Zelfs pure wetenschappelijke ontdekking is een agressieve, penetrerende handeling. Het kost grote apparatuur en het verandert daarna letterlijk de wereld. Deeltjesversnellers litteren het land en laten radioactieve bijproducten achter. Astronauten laten afval op de maan achter. Er is altijd enig bewijs dat wetenschappers er waren, die hun ontdekkingen deden. Ontdekking is altijd een verkrachting van de natuurlijke wereld. Altijd.
(Even pure scientific discovery is an aggressive, penetrative act.

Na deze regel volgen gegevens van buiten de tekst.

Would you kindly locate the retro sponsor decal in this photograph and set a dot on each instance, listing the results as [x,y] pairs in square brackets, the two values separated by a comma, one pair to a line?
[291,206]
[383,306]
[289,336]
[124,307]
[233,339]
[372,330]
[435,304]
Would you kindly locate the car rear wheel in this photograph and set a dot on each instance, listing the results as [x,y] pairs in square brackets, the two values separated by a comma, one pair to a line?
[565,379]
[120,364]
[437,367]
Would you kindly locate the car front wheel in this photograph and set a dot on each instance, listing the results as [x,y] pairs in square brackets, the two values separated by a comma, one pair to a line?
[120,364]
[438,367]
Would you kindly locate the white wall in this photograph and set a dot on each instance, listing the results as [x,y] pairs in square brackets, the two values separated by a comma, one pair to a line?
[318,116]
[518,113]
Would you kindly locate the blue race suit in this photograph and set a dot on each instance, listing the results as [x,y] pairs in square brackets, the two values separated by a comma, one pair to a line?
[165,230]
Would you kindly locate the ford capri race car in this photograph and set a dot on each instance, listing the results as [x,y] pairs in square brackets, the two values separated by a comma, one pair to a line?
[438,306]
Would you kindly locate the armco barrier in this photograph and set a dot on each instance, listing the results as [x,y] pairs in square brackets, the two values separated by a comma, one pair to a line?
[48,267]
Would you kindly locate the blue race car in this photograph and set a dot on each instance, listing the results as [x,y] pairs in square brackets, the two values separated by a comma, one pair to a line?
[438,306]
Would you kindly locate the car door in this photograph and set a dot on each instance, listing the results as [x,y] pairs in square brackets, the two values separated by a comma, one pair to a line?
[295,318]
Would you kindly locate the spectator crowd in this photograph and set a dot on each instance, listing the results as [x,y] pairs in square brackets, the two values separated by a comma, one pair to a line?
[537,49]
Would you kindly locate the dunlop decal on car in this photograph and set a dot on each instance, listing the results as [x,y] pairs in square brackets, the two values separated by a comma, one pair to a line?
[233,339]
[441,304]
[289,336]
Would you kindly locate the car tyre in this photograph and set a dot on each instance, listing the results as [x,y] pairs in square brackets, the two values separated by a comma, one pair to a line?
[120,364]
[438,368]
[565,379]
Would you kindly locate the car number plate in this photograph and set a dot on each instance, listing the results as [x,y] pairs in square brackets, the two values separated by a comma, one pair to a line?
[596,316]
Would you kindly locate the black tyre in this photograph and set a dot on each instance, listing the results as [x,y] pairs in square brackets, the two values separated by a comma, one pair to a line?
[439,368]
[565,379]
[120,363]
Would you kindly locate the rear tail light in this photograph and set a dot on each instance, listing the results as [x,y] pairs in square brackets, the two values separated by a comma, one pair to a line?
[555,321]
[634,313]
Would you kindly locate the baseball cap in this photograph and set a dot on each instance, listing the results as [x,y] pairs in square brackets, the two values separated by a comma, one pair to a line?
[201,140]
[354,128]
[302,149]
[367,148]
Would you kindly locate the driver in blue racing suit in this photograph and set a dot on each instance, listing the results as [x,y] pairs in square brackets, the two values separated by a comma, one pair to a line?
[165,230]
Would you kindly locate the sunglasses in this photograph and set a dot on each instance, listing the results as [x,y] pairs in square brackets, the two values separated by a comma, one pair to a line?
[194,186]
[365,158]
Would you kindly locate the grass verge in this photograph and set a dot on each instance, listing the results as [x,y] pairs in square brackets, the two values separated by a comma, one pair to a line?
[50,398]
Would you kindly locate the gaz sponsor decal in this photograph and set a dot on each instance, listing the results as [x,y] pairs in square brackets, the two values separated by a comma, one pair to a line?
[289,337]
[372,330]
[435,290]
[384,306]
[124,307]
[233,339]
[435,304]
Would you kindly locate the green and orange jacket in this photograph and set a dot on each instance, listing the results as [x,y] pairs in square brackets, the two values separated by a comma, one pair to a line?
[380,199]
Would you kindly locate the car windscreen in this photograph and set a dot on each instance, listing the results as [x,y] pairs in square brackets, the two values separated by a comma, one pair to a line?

It takes big equipment, and it literally changes the world afterward. Particle accelerators scar the land, and leave radioactive byproducts. Astronauts leave trash on the moon. There is always some proof that scientists were there, making their discoveries. Discovery is always a rape of the natural world. Always.)
In het "Jurassic Park" van Michael Crichton wordt een dwingend argument gedaan over de agressieve aard van wetenschappelijke ontdekking. De auteur suggereert dat de zoektocht naar kennis niet alleen belangrijke middelen en technologie vereist, zoals deeltjesversnellers, maar het verandert ook de omgeving op diepgaande manieren. De overblijfselen van wetenschappelijke inspanningen, zoals radioactief afval en nest achtergelaten in de ruimte, dienen als bewijs dat deze verkenningen met een kosten voor de natuurlijke wereld komen.
Dit perspectief omlijst wetenschappelijke verkenning als een verstorende kracht, wat impliceert dat het nastreven van ontdekking vaak leidt tot een vorm van aantasting van het milieu. Crichton gebruikt sterke beelden om over te brengen dat elke vooruitgang of bevinding een teken van verstoring met zich meebrengt en het vergelijkt met een agressieve daad tegen de natuur. Uiteindelijk leidt de tekst aan om reflectie op de ethische implicaties van onze zoektocht naar kennis en de daarmee gepaard gaande verantwoordelijkheden te reflecteren.